A simple in-office injection can flatten thickened scars. Although it may take several treatments to improve thickness, any associated pain or itching should decrease with each treatment.

Laser and microneedling for thin scars

Procedures that reach the dermis level are best for treating scar tissue once it has formed. Stevenson points out many options for improving scar appearance, including picosecond lasers and CO 2 Lasers. She also suggests microneedling with or without radiofrequency. It is often best to use a combination approach, she says.

Red Scars with Pulsed Dye Laser

Pulsed dye lasers are designed to target blood vessels. These lasers are used to reduce redness from rosacea and can also be used to treat redness in scar tissue. They may also improve the scarring appearance.

Laser for Pigmented Scars

It can be difficult to treat pigmentation in scar tissue. However, laser treatments like laser genesis and clear and brilliant can make a difference.

Replace the Scar

Stevenson mentions that stretched scars can sometimes be removed and replaced by a better scar.

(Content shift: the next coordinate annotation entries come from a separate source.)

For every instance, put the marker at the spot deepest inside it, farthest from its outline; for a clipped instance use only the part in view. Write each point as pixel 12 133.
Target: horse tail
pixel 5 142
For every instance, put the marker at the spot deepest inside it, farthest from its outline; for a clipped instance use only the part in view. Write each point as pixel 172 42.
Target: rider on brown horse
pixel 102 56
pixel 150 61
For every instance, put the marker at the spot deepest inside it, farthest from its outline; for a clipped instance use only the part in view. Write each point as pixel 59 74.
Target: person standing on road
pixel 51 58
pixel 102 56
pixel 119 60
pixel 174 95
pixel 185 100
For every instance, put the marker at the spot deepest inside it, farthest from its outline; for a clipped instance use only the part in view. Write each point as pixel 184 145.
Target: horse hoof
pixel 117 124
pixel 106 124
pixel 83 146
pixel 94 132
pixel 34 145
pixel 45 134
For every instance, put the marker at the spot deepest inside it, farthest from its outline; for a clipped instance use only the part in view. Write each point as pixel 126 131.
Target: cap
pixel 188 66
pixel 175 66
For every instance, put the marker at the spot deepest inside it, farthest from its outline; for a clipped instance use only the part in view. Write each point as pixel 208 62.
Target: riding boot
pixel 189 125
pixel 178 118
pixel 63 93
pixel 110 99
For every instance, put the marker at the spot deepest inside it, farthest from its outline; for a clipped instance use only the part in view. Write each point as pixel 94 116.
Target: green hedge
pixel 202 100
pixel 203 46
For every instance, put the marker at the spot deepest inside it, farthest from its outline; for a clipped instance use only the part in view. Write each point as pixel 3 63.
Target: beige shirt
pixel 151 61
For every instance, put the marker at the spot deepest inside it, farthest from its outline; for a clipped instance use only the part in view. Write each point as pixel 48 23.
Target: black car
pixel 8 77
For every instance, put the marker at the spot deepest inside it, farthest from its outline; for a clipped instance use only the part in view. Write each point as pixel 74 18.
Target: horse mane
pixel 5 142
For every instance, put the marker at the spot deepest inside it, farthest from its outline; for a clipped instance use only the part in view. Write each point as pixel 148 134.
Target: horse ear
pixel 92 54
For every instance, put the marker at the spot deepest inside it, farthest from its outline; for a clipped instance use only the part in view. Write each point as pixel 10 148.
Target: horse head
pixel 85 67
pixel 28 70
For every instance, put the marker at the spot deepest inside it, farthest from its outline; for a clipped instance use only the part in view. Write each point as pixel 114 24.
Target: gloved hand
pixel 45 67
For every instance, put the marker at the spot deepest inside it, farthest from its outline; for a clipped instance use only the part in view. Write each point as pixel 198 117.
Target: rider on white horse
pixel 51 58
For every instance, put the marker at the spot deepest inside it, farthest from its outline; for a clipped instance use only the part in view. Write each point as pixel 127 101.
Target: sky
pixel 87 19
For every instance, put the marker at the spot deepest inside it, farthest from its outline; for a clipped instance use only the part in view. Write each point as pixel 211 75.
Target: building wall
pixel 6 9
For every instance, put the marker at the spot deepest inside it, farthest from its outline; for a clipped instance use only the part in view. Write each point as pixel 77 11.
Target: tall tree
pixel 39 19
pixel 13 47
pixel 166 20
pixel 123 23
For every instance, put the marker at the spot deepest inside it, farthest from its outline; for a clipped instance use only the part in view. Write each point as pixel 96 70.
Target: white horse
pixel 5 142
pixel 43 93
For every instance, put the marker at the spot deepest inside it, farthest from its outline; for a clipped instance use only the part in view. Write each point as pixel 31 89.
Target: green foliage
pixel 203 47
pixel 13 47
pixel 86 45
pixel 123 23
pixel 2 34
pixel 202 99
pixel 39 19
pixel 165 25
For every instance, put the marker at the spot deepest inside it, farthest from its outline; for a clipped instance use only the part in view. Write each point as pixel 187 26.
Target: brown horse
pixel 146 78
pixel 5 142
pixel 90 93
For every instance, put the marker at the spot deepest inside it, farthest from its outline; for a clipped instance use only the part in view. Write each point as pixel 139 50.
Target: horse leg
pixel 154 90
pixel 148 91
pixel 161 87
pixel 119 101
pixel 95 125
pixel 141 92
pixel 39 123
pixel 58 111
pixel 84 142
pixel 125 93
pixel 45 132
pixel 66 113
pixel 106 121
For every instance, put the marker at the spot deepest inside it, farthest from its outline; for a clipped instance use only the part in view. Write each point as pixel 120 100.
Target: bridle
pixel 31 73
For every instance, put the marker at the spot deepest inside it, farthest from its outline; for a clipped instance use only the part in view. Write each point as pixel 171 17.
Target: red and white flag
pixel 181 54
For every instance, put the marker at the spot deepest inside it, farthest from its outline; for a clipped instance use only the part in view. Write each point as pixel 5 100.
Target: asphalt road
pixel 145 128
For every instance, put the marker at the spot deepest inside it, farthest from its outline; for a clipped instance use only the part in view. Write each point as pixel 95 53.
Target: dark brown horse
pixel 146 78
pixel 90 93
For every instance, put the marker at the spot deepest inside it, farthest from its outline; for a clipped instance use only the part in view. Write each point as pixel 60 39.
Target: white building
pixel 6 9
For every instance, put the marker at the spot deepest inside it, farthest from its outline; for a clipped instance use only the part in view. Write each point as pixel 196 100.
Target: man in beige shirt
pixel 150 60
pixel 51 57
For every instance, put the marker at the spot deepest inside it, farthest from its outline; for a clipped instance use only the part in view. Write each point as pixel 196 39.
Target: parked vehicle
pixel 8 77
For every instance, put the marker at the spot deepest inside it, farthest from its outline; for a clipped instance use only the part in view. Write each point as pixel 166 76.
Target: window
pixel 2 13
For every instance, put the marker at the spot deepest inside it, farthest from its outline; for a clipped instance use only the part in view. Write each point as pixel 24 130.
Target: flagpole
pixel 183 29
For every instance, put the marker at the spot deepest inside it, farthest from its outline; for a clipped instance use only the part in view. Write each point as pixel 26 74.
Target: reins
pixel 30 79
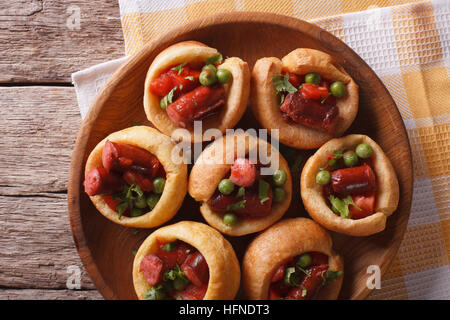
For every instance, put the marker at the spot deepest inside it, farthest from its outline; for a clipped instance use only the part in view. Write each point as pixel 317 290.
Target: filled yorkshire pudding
pixel 243 183
pixel 131 179
pixel 292 260
pixel 186 261
pixel 349 186
pixel 307 96
pixel 189 82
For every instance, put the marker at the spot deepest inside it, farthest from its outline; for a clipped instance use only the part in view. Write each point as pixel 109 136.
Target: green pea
pixel 152 200
pixel 279 177
pixel 291 277
pixel 180 283
pixel 136 212
pixel 323 177
pixel 364 150
pixel 304 260
pixel 210 67
pixel 226 186
pixel 155 293
pixel 207 77
pixel 229 219
pixel 140 202
pixel 312 77
pixel 279 194
pixel 337 89
pixel 350 158
pixel 158 185
pixel 223 75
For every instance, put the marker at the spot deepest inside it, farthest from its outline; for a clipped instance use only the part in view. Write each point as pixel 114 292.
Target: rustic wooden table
pixel 38 126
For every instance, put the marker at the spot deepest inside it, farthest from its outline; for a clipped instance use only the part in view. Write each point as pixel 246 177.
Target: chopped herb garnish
pixel 169 246
pixel 155 293
pixel 324 99
pixel 263 191
pixel 217 58
pixel 179 67
pixel 304 292
pixel 282 84
pixel 304 271
pixel 236 206
pixel 241 192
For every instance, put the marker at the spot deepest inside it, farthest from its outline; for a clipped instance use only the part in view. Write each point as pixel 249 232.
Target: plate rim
pixel 164 40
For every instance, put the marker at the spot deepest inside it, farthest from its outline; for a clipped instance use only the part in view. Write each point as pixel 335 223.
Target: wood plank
pixel 36 244
pixel 42 294
pixel 38 44
pixel 38 126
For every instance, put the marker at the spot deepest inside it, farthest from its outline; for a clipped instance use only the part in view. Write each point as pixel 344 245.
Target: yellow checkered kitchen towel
pixel 407 43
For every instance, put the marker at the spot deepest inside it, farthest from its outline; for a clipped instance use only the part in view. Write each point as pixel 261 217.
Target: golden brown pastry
pixel 132 180
pixel 240 189
pixel 292 260
pixel 349 186
pixel 181 87
pixel 306 95
pixel 187 260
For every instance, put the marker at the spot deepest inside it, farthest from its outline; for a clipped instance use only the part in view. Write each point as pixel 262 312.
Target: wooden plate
pixel 106 249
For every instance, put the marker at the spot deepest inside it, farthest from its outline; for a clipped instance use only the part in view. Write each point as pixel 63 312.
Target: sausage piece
pixel 310 113
pixel 353 181
pixel 123 157
pixel 153 268
pixel 196 105
pixel 100 181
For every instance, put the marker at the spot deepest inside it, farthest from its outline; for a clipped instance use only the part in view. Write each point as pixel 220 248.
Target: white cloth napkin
pixel 89 82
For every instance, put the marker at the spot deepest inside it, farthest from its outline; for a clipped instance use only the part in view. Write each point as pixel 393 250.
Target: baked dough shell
pixel 264 100
pixel 212 166
pixel 284 240
pixel 195 53
pixel 224 270
pixel 176 176
pixel 387 193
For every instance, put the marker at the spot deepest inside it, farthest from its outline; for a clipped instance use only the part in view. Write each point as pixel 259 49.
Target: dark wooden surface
pixel 39 120
pixel 106 247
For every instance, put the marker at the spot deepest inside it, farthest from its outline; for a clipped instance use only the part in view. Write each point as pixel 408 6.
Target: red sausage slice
pixel 191 292
pixel 196 105
pixel 310 113
pixel 365 203
pixel 312 284
pixel 100 181
pixel 243 172
pixel 153 269
pixel 123 157
pixel 196 269
pixel 354 181
pixel 165 82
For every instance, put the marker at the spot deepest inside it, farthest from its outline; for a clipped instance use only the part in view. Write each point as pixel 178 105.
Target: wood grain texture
pixel 40 294
pixel 104 246
pixel 38 46
pixel 38 126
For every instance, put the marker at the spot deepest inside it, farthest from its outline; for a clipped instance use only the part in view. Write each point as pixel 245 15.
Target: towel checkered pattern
pixel 407 43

Consider Filler for Acne Scars

In addition to the procedural and retinoid treatments, Filler can also be used to fill in scarring from acne.


For up to one year, a scar will continue to heal. You will see continued improvement with proper care, including massages and sun protection. It is better to start treatments earlier than later if necessary. It is a good idea to consult a board-certified dermatologist to determine the best course of action for you.